Two years after Minnesota’s first COVID case, we’ve learned a significant amount about COVID-19. However, there is still disagreement regarding how to treat COVID patients and survivors. Within the 456 pages of HF 4706, the House health care omnibus bill (now also labeled as SF 4410 due to conference committee procedures), the only references to “treatment” for COVID-19 are tests, masks, and respirators. Lifesaving, effective, early treatment is not required.
Instead, the bill establishes a registry to track individuals with long COVID, which is defined in the bill as symptoms lasting longer than four weeks post infection. However, definitions vary. The World Health Organization defines long COVID as “usually 3 months from the onset of COVID-19 with symptoms that last for at least 2 months.” The bill’s shorter definition means most Minnesotans with COVID may be placed in the monitoring system.
This surveillance program would likely become a permanent fixture if passed into law this year. According to the bill authored by Rep. Tina Liebling, the program will monitor trends, target intervention, inform health professionals about risks and treatment, and promote high quality research regarding long COVID. Patient consent would not be required, violating Minnesotans’ constitutional right to privacy.
The Minnesota Department of Health (MDH) would partner with health care professionals and community members — including schools and employers — to identify those with long COVID and determine methods to monitor them. These individuals would become part of a statewide medical study whether they want to or not. Already, the University of Minnesota and the Mayo Clinic are contributing de-identified patient data to the “federal database of electronic health records” called the National COVID Cohort Collaborative (N3C), described as “one of the largest sources of real-world data on long COVID.” Patient consent is not required; a data use agreement is.

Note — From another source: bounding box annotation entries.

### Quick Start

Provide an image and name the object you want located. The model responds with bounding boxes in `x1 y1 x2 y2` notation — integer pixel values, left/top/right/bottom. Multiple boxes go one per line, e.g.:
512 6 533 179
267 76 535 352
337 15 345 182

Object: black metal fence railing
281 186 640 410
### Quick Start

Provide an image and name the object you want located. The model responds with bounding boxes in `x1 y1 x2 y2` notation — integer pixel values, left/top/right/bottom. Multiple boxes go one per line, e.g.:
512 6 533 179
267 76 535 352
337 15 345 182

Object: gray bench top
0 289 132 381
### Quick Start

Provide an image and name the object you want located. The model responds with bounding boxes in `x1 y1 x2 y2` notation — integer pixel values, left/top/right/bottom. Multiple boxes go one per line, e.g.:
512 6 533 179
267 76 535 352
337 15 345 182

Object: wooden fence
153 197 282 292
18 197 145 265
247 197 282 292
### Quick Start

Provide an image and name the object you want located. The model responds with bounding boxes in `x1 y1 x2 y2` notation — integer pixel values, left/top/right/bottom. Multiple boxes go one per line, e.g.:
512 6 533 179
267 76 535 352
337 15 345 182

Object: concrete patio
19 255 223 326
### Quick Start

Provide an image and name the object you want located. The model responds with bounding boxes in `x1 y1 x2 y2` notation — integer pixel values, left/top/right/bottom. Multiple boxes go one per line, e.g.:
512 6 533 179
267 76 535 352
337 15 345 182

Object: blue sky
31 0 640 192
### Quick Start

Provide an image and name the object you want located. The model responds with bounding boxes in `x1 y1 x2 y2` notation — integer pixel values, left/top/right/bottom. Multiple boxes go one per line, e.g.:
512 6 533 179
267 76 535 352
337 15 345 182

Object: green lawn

Funding for this program would likely come from the two-year, $900 million grant provided to MDH by the Centers for Disease Control and Prevention (CDC), which may be part of the federally-funded $1.15 billion RECOVER Initiative (formerly Post-Acute Sequelae of SARS-CoV-2 Infection (PASC) Initiative) to conduct long COVID research. The MDH website says the expansion of its long COVID program is “an extension of the pandemic response and recovery efforts,” adding that it “may expand these efforts as more resources become available.”
The registry is not yet moving forward in the Minnesota Senate. However, Sen. Scott Dibble publicly asked GOP Sens. Jim Abeler and Paul Utke to amend their combined Senate health care omnibus bill to address long COVID, perhaps because DFL Sen. Lindsey Port is struggling with long COVID.
Citizens should question this misplaced focus on after-the-fact surveillance and research. Why not prevent long COVID by assuring timely access to early treatments? Why not support access to the repurposed drugs that have cured many COVID and long COVID patients? Why wait for answers from research when there are answers and effective treatment options today?
If a person with long COVID wishes to participate in research, they should be able to do so through a consent process. Those with lingering struggles from the virus should not be used to justify government surveillance. They should not be automatically placed into a government research project just because they have a disease of interest. Nor should physicians be required to report their patient’s illness and treatment without the patient’s explicit consent.
This proposed infringement is especially frustrating because most long COVID need not occur. As California’s Dr. MoBeen Syed, MD, says, “If the management is done early and aggressively, long-COVIDs don’t happen.” However, the government has essentially shut down early treatment options, and under the proposed House bill, the government’s focus remains fixated on tracking COVID patients instead of treating them.
Policymakers should look at the realities of long COVID and demand ready access to early and aggressive treatment for the initial disease. It’s time to reduce the number of long COVID patients, not study them.
Natasha Chernyavsky
Natasha Chernyavsky is a legislative and policy specialist for Citizens' Council for Health Freedom.